Eddy se irguió y se apoyó en el mango de la escoba, esperando a que el joven navajo penetrase en la sombra de la iglesia.

—Hola, Lorenzo —saludó, haciendo un esfuerzo de serenidad—. Que el Señor te bendiga y te guíe durante el día de hoy.

Lorenzo echó hacia atrás sus largas trenzas.

—Hola.

Eddy le miró atentamente a la cara, en busca de señales de que se hubiera drogado o emborrachado, pero Lorenzo desvió la mirada, le cogió la escoba y empezó a barrer. Si los navajos normalmente ya eran inescrutables, Lorenzo lo era todavía más; era un hombre solitario y poco hablador que iba a lo suyo. Era difícil saber si tenía algo en la cabeza aparte del ansia de drogas y alcohol. Eddy no recordaba haberle oído ni una sola frase entera. Parecía mentira que hubiera ido a Columbia, aunque no se hubiera licenciado.

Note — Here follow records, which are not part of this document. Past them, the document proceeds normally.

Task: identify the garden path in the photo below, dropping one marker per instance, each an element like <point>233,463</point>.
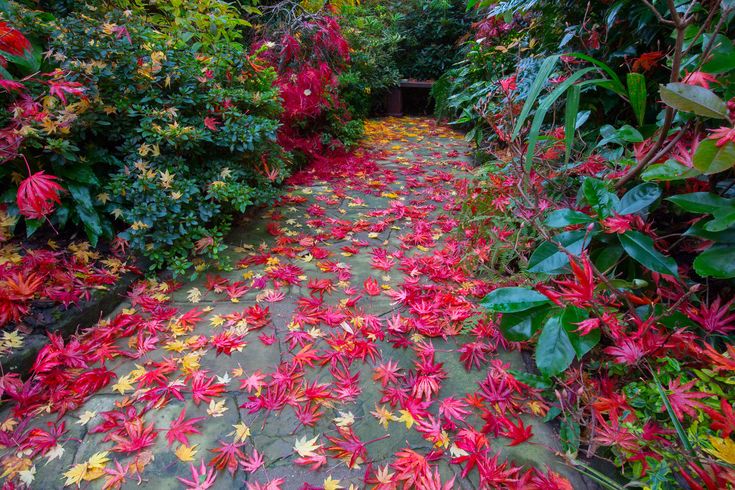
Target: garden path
<point>358,264</point>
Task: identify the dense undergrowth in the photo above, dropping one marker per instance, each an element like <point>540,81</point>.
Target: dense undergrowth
<point>146,126</point>
<point>605,206</point>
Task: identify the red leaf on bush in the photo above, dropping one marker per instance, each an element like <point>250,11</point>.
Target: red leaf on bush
<point>12,41</point>
<point>60,89</point>
<point>37,194</point>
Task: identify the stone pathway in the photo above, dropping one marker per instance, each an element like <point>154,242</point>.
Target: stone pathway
<point>346,314</point>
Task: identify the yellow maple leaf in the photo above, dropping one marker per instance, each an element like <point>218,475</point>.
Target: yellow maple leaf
<point>194,295</point>
<point>86,417</point>
<point>123,385</point>
<point>406,417</point>
<point>241,432</point>
<point>306,448</point>
<point>11,340</point>
<point>216,409</point>
<point>186,453</point>
<point>98,460</point>
<point>76,474</point>
<point>383,415</point>
<point>8,424</point>
<point>330,484</point>
<point>345,419</point>
<point>722,449</point>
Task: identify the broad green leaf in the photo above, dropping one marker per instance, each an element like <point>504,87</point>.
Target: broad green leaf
<point>668,171</point>
<point>518,327</point>
<point>638,198</point>
<point>695,99</point>
<point>599,197</point>
<point>721,58</point>
<point>85,211</point>
<point>606,257</point>
<point>570,119</point>
<point>548,259</point>
<point>543,109</point>
<point>717,262</point>
<point>700,202</point>
<point>32,225</point>
<point>614,84</point>
<point>640,248</point>
<point>637,95</point>
<point>532,380</point>
<point>698,230</point>
<point>542,77</point>
<point>620,136</point>
<point>672,415</point>
<point>565,217</point>
<point>582,344</point>
<point>711,159</point>
<point>723,219</point>
<point>512,300</point>
<point>554,351</point>
<point>569,434</point>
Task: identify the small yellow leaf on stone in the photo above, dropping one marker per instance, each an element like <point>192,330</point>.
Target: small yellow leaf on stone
<point>345,419</point>
<point>186,453</point>
<point>194,295</point>
<point>241,432</point>
<point>330,484</point>
<point>217,409</point>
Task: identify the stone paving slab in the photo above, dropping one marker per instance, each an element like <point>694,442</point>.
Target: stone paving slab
<point>418,154</point>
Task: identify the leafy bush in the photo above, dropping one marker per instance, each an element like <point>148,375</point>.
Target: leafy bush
<point>186,131</point>
<point>431,31</point>
<point>372,33</point>
<point>606,205</point>
<point>310,53</point>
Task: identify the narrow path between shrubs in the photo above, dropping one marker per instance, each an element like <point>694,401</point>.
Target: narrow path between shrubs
<point>344,348</point>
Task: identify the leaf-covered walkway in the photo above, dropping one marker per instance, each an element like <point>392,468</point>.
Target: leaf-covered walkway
<point>344,348</point>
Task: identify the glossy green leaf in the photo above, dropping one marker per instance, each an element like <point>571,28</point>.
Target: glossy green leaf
<point>570,119</point>
<point>518,327</point>
<point>542,78</point>
<point>698,230</point>
<point>711,159</point>
<point>637,95</point>
<point>717,262</point>
<point>85,211</point>
<point>554,350</point>
<point>640,248</point>
<point>597,194</point>
<point>548,259</point>
<point>723,219</point>
<point>606,257</point>
<point>565,217</point>
<point>638,198</point>
<point>695,99</point>
<point>668,171</point>
<point>582,344</point>
<point>701,202</point>
<point>512,300</point>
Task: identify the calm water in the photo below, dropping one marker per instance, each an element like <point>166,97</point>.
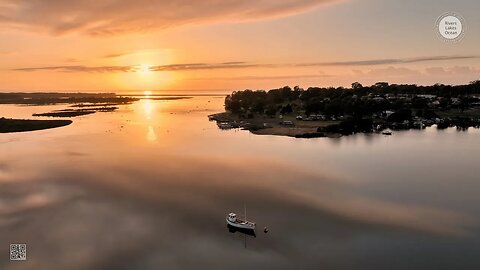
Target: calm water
<point>149,186</point>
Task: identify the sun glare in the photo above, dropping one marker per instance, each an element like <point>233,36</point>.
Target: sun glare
<point>144,69</point>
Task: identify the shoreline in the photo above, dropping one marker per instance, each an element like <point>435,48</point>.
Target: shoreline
<point>9,125</point>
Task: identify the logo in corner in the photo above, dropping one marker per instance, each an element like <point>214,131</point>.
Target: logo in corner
<point>450,27</point>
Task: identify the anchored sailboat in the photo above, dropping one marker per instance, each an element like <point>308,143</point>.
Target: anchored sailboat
<point>232,220</point>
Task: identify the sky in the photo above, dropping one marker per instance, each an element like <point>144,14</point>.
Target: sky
<point>226,45</point>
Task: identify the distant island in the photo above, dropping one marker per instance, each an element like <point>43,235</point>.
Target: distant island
<point>41,98</point>
<point>333,112</point>
<point>19,125</point>
<point>87,103</point>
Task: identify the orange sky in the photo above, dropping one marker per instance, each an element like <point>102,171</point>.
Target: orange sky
<point>229,45</point>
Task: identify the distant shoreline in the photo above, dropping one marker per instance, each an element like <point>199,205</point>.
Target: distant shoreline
<point>8,125</point>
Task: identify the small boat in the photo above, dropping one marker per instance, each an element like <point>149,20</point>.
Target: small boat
<point>233,221</point>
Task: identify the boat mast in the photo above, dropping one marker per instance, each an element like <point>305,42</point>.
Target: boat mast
<point>245,207</point>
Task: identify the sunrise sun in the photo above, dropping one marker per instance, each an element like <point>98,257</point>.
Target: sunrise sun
<point>144,69</point>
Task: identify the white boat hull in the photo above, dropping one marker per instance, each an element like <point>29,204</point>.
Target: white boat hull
<point>241,224</point>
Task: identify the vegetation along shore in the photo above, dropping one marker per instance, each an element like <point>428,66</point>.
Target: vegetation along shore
<point>333,112</point>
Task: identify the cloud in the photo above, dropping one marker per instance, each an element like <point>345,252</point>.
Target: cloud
<point>175,67</point>
<point>248,78</point>
<point>111,17</point>
<point>390,61</point>
<point>101,69</point>
<point>394,71</point>
<point>457,70</point>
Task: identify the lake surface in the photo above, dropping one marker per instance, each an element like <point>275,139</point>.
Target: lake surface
<point>149,187</point>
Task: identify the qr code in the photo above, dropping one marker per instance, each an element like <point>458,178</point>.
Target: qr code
<point>18,252</point>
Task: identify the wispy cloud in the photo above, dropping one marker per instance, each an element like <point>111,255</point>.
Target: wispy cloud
<point>176,67</point>
<point>101,69</point>
<point>255,78</point>
<point>126,16</point>
<point>243,65</point>
<point>457,70</point>
<point>391,61</point>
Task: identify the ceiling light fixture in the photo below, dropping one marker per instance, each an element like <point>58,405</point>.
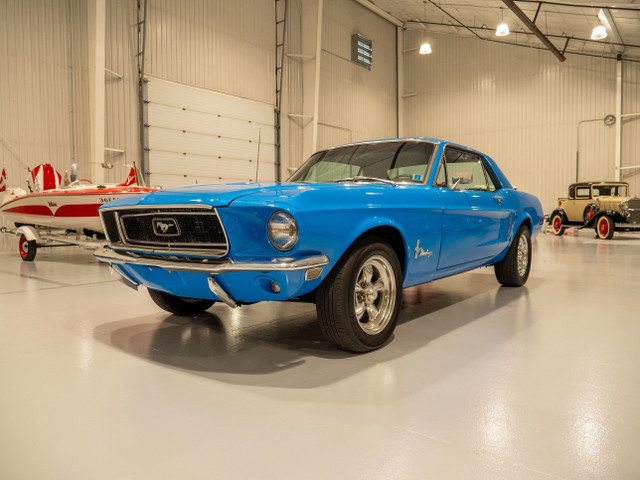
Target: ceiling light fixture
<point>599,33</point>
<point>503,28</point>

Se apartó para ver cómo barría, con golpes de escoba lentos y poco eficaces que dejaban un rastro de arena. Reprimió las ganas de decirle algo sobre el dinero de la colecta. Eddy prácticamente no tenía ni para comer, y una vez más tendría que pedir prestado para la gasolina. Sin embargo, a Lorenzo no se le ocurría nada mejor que robar el dinero de Dios, seguro que para drogas o alcohol. La idea de pedirle cuentas empezó a poner nervioso a Eddy. Habría que esperar a saber algo del tendero, porque necesitaba pruebas. Si acusaba a Lorenzo y el chico lo negaba (porque seguro que lo negaría, el muy mentiroso), ¿qué podía hacer sin pruebas?

—Lorenzo, por favor, cuando hayas acabado ordena la ropa que acaba de llegar.

Señaló varias cajas, llegadas el viernes de una iglesia de Arkansas.

Lorenzo gruñó en señal de que lo había oído. Eddy se quedó un rato más, viendo lo mal que barría. Decididamente, estaba flipado. Había robado la colecta para comprar droga. Y ahora, para pasar la semana, Eddy tendría que pedir prestado para gasolina y comida.

Tembló de rabia, pero no dijo nada; dio media vuelta y caminó otra vez con pasos rígidos hasta la caravana, para tomar un exiguo desayuno.